You don't *have* to do this though. There is a target called 'cuImage.<myboard>' which will embed the device tree blob in the kernel image and is backwards compatible with older u-boot versions. See arch/powerpc/boot/Makefile and arch/powerpc/boot/wrapper to see how this is generated. There is a new document that might help in Documentation/powerpc/bootwrapper.txt
2. I assume you are porting to arch/powerpc (the old arch/ppc you used back in 2.6.15 is obsolete and broken now).
Not just broken; completely removed! :-)
3. Look at other platforms that use the same processor, and pick a simple one as starting point. Look out for the dts (device-tree-source file in arch/powerpc/boot/dts), copy and modify one to reflect your hardware. Recently a lot of changes happend in the kernel, changing device names, obsoleting "device-type" tags, etc..., so some of the current DTS sources included in the kernel might not even work (wrong device name, missing information, wrong use of "device-type", etc...), so watch out for these kind of issues too.
The goal is *not* to break existing device trees because we do not know what has been deployed already and it some cases it is not feasible to update the device tree on a device.

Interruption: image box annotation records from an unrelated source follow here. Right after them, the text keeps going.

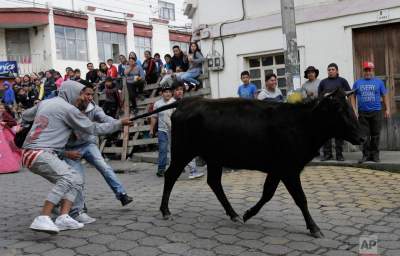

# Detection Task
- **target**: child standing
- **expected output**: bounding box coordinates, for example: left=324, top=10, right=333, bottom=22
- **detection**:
left=238, top=71, right=257, bottom=99
left=150, top=85, right=175, bottom=177
left=103, top=77, right=122, bottom=118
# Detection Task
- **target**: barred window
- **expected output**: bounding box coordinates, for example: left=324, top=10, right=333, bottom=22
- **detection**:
left=97, top=31, right=126, bottom=62
left=135, top=36, right=151, bottom=60
left=55, top=26, right=87, bottom=61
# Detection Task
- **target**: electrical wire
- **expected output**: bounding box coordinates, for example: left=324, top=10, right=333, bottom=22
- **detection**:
left=218, top=0, right=246, bottom=62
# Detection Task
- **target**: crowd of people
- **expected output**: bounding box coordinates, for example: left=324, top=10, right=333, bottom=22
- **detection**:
left=237, top=61, right=390, bottom=163
left=0, top=43, right=204, bottom=120
left=0, top=37, right=390, bottom=233
left=0, top=43, right=204, bottom=233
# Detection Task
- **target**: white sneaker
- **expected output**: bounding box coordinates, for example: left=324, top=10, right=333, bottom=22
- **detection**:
left=75, top=212, right=96, bottom=224
left=55, top=214, right=84, bottom=231
left=29, top=215, right=60, bottom=234
left=189, top=172, right=204, bottom=179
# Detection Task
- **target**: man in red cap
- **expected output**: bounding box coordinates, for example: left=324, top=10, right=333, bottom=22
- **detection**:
left=351, top=61, right=390, bottom=163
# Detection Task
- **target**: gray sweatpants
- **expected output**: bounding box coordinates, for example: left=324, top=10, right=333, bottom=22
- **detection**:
left=30, top=151, right=83, bottom=205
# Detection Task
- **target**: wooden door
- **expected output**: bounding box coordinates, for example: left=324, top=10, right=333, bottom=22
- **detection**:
left=353, top=23, right=400, bottom=150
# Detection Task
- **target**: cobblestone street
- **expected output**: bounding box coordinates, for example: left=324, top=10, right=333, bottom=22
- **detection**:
left=0, top=164, right=400, bottom=256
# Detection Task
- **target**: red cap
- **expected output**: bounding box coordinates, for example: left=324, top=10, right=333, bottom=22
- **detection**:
left=363, top=61, right=375, bottom=69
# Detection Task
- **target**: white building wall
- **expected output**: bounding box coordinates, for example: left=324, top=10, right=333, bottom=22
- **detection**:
left=152, top=22, right=171, bottom=58
left=0, top=28, right=7, bottom=56
left=86, top=15, right=100, bottom=66
left=29, top=25, right=52, bottom=72
left=0, top=0, right=191, bottom=75
left=189, top=0, right=400, bottom=97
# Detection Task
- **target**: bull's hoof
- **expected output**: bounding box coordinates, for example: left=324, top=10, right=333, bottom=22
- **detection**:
left=310, top=230, right=325, bottom=238
left=231, top=216, right=244, bottom=224
left=160, top=207, right=171, bottom=220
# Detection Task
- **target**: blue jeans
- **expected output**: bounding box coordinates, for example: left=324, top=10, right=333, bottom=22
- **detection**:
left=65, top=143, right=126, bottom=217
left=180, top=68, right=201, bottom=84
left=157, top=131, right=169, bottom=171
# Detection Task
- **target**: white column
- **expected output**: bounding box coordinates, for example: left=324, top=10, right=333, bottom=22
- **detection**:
left=0, top=28, right=7, bottom=57
left=151, top=21, right=171, bottom=56
left=126, top=20, right=136, bottom=54
left=86, top=14, right=99, bottom=67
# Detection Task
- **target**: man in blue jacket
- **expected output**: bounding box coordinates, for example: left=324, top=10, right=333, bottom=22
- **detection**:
left=351, top=61, right=390, bottom=163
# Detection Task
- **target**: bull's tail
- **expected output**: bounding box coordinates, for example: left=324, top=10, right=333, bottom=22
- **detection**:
left=131, top=101, right=180, bottom=120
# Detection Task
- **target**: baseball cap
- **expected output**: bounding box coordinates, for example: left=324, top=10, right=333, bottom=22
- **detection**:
left=362, top=61, right=375, bottom=69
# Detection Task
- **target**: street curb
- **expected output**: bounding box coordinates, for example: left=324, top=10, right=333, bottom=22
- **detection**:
left=307, top=160, right=400, bottom=173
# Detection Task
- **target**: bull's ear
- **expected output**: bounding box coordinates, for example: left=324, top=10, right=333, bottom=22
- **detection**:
left=344, top=90, right=356, bottom=97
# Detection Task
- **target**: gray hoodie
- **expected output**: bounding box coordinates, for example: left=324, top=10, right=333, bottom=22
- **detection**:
left=22, top=80, right=121, bottom=151
left=67, top=102, right=120, bottom=148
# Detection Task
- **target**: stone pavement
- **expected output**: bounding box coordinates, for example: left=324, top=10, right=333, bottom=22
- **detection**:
left=0, top=164, right=400, bottom=256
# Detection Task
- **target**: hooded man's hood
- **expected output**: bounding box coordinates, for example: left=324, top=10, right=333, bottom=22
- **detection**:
left=58, top=80, right=85, bottom=105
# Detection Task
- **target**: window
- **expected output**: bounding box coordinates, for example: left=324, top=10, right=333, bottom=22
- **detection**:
left=158, top=1, right=175, bottom=20
left=170, top=41, right=189, bottom=54
left=247, top=53, right=286, bottom=95
left=135, top=36, right=151, bottom=61
left=55, top=26, right=87, bottom=60
left=97, top=31, right=126, bottom=62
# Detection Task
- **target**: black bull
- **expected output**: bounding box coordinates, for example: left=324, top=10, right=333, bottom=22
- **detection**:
left=133, top=90, right=362, bottom=237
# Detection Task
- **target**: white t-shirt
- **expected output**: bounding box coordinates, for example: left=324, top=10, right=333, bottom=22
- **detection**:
left=154, top=98, right=175, bottom=133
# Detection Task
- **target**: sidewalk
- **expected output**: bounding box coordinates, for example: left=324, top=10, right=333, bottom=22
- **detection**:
left=309, top=151, right=400, bottom=173
left=132, top=151, right=400, bottom=173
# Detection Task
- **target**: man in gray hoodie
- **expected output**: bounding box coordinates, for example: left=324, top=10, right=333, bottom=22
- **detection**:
left=65, top=87, right=132, bottom=224
left=22, top=81, right=132, bottom=234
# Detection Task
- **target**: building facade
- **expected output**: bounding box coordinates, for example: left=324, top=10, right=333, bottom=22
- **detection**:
left=184, top=0, right=400, bottom=149
left=0, top=0, right=191, bottom=74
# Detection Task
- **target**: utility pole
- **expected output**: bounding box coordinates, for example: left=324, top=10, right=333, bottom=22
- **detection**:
left=281, top=0, right=300, bottom=93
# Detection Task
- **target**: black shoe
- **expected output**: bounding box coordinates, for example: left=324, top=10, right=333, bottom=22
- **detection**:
left=336, top=154, right=344, bottom=162
left=119, top=194, right=133, bottom=206
left=358, top=155, right=369, bottom=164
left=321, top=155, right=333, bottom=161
left=370, top=155, right=381, bottom=163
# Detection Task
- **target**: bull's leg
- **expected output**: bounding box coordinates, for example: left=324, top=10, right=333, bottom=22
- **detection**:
left=207, top=163, right=242, bottom=222
left=160, top=158, right=193, bottom=220
left=282, top=174, right=324, bottom=238
left=243, top=174, right=280, bottom=222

So, even though conventions have been refined and changed, backwards compatibility with older trees is supposed to be preserved. 3b. Once you've written your device tree, post it to the devicetree-discuss@ozlabs.org mailing list and ask for review.

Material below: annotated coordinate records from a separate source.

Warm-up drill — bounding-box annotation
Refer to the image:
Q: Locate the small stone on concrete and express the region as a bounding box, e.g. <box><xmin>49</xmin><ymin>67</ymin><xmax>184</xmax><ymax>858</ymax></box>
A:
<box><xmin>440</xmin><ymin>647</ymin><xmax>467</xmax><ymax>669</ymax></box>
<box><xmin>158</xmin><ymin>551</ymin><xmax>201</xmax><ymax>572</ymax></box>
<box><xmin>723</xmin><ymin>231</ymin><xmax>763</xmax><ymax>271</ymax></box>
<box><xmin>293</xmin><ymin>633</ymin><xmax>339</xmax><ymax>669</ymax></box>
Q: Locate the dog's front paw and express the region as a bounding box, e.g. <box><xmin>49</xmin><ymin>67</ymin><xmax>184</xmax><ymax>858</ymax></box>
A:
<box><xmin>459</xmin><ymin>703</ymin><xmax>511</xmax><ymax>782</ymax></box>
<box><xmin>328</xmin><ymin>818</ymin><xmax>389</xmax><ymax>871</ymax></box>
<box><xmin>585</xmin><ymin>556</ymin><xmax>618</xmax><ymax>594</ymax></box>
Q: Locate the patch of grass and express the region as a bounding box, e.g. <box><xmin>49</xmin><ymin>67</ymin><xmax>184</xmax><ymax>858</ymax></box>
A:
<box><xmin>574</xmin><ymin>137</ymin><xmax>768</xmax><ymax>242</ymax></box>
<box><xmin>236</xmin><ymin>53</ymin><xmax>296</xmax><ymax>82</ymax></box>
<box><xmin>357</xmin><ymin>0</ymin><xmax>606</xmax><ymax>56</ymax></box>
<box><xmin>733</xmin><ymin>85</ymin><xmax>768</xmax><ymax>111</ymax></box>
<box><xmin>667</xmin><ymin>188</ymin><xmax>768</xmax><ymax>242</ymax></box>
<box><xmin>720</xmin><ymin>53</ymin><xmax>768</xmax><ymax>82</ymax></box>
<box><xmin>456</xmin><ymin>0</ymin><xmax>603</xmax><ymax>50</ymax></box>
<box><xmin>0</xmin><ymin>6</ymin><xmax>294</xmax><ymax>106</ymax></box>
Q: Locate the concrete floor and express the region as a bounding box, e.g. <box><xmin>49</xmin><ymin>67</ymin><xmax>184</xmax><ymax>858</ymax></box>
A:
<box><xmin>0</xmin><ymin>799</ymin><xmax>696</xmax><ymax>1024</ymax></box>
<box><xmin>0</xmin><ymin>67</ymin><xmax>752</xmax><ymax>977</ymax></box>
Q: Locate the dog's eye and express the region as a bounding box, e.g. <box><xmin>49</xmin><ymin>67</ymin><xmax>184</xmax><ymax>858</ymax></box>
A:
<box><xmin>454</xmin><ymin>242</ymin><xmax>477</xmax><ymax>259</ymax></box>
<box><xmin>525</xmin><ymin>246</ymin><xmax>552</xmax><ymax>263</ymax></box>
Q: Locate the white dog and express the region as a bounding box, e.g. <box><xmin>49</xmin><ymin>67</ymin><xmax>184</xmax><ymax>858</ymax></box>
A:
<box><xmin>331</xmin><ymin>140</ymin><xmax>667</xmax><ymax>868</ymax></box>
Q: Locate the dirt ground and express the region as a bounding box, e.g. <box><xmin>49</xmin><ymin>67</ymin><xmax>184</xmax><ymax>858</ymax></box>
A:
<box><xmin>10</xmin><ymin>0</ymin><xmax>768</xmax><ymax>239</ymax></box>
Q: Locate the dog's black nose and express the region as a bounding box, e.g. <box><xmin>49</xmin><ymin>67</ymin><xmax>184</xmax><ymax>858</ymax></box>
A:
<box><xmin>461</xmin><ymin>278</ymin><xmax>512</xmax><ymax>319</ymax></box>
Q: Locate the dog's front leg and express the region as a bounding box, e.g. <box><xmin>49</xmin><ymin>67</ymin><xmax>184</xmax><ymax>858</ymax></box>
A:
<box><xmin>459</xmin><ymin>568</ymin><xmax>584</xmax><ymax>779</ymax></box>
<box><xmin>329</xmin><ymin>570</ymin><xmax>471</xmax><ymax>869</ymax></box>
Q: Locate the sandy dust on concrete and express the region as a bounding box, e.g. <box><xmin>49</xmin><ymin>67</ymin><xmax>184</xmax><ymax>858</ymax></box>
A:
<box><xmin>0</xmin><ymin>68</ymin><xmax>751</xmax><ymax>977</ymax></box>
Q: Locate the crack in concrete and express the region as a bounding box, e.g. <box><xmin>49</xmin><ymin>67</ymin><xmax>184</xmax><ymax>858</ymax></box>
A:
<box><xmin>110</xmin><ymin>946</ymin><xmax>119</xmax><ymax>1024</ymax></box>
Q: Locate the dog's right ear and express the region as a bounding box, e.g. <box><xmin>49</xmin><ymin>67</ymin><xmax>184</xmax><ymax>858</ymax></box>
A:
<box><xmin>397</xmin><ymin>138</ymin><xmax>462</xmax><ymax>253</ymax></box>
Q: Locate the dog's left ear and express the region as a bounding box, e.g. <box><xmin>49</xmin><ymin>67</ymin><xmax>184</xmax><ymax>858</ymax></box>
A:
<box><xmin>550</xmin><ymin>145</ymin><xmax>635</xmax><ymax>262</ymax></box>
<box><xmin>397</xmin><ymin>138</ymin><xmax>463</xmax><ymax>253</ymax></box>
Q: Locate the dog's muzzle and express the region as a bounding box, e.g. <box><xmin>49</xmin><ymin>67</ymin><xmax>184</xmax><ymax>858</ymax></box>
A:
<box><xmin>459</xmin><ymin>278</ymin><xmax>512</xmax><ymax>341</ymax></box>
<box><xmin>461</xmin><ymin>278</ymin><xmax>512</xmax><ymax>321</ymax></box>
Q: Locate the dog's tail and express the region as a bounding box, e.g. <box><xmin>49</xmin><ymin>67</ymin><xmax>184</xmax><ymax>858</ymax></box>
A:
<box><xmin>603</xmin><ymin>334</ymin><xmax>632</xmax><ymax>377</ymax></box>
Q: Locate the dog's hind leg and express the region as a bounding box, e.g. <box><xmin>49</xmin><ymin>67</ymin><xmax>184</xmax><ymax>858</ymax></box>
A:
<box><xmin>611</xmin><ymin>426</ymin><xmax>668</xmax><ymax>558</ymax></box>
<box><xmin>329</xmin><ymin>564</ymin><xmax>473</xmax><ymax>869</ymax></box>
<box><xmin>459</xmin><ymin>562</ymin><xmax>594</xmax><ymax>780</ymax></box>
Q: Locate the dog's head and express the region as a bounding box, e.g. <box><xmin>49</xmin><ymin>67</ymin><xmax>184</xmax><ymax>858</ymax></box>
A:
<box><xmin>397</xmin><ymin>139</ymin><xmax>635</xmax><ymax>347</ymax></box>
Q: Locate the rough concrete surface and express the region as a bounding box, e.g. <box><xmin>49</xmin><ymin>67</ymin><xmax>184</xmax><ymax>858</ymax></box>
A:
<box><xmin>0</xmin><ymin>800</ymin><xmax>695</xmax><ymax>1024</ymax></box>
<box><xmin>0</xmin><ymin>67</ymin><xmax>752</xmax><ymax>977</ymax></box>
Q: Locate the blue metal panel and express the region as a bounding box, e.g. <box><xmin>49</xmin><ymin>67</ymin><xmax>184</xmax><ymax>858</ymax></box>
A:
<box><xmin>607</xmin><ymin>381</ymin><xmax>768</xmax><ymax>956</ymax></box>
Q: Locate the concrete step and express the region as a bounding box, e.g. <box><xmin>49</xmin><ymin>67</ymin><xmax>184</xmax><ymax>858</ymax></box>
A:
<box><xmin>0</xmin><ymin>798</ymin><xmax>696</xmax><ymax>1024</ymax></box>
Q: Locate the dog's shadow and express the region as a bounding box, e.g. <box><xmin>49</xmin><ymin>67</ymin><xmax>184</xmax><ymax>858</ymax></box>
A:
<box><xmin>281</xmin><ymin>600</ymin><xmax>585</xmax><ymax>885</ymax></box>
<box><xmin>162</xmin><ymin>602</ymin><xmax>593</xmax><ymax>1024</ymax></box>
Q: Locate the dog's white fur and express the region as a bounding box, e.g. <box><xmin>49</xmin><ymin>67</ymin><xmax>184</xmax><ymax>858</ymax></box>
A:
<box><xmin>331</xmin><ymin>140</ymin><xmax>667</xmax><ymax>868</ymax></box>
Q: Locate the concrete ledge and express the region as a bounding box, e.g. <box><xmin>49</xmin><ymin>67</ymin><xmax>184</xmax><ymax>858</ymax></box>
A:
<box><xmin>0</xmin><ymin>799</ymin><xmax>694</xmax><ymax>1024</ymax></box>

4. Be sure that the device(s) necessary to produce output on your console are correctly placed in the DT. Also make sure that u-boot knows about it (#define OF_STDOUT_PATH... in your u-boot board config file) 5. When compiling the device tree, it may be necessary to add some extra reserved entries to the compiled tree (I am using dtc -p 10240 -R 20, which might be slightly exaggerated), because u-boot may add something to it, and if it can't, linux won't boot. 6. Remember to always specify the "rootfstype=" option on the commandline if booting from anything other than NFS. This was not necessary back in the 2.6.15-times AFAICR. 7. Boot with a device-tree (in u-boot: "bootm $addrofkernel - $addrofdtb", don't forget the dash if you are not using an initrd). If you don't do this, u-boot can't fix your DT, and the kernel probably won't find it either. 8. Be sure to use the correct version of the DTC (DT compiler) for your kernel (the sources are included nowadays, somewhere in arch/powerpc/boot IIRC). The command used to compile, should probably be something like this: $ ./dtc -p 10240 -R 20 -I dts -o myplatform.dtb -O dtb -b 0 dts/myplatform.dts
There is a makefile target now to help you with this and pass the right options for reserving entries: $ make myplatform.dtb The dtb image will appear in arch/powerpc/boot
Load the resulting .dtb file directly with u-boot (don't make an u-image out of it). That's all I remember right now... hope it helps. Regards, -- David Jander _______________________________________________ Linuxppc-embedded mailing list Linuxppc-embedded@ozlabs.org https://ozlabs.org/mailman/listinfo/linuxppc-embedded
-- Grant Likely, B.Sc., P.Eng. Secret Lab Technologies Ltd.